Quality of life as measured by the St George's Respiratory Questionnaire (SGRQ) total score may improve with tailored pulmonary rehabilitation compared to usual care at 52 weeks (mean difference (MD) −10.85, 95% confidence interval (CI) −12.66 to −9.04; 1 study, 70 participants; low-certainty evidence). Tailored pulmonary rehabilitation is likely to improve COPD assessment test (CAT) scores compared with usual care at 52 weeks (MD −8.02, 95% CI −9.44 to −6.60; 1 study, 70 participants, moderate-certainty evidence) and with a multicomponent telehealth intervention at 52 weeks (MD −6.90, 95% CI −9.56 to −4.24; moderate-certainty evidence). Evidence is uncertain about effects of pharmacotherapy optimisation or telemonitoring interventions on CAT improvement compared with usual care.

There may be little to no difference in the number of people experiencing exacerbations, or mean exacerbations with case management compared with usual care (OR 1.09, 95% CI 0.75 to 1.57; 1 study, 470 participants; very low-certainty evidence).

For secondary outcomes, six-minute walk distance (6MWD) may improve with pulmonary rehabilitation, water-based exercise or multicomponent interventions at 38 to 52 weeks (low-certainty evidence). A multicomponent intervention may result in fewer people being admitted to hospital at 17 weeks, although there may be little to no difference in a telemonitoring intervention. There may be little to no difference between intervention and usual care for mortality.

Intervention versus active comparator

We included one study comparing water-based and land-based exercise (30 participants). We found no evidence for quality of life or exacerbations.
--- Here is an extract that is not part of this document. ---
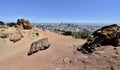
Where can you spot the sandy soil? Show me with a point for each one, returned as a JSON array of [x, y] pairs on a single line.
[[60, 56]]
There may be little to no difference between water- and land-based exercise for 6MWD (MD 5 metres, 95% CI −22 to 32; 38 participants; very low-certainty evidence).

Qualitative studies

One nested qualitative study (21 participants) explored perceptions and experiences of people with COPD and long-term conditions, and of researchers and health professionals who were involved in an RCT of telemonitoring equipment.

Several themes were identified, including health status, beliefs and concerns, reliability of equipment, self-efficacy, perceived ease of use, factors affecting usefulness and perceived usefulness, attitudes and intention, self-management and changes in healthcare use. We judged the qualitative evidence presented as of very low certainty overall.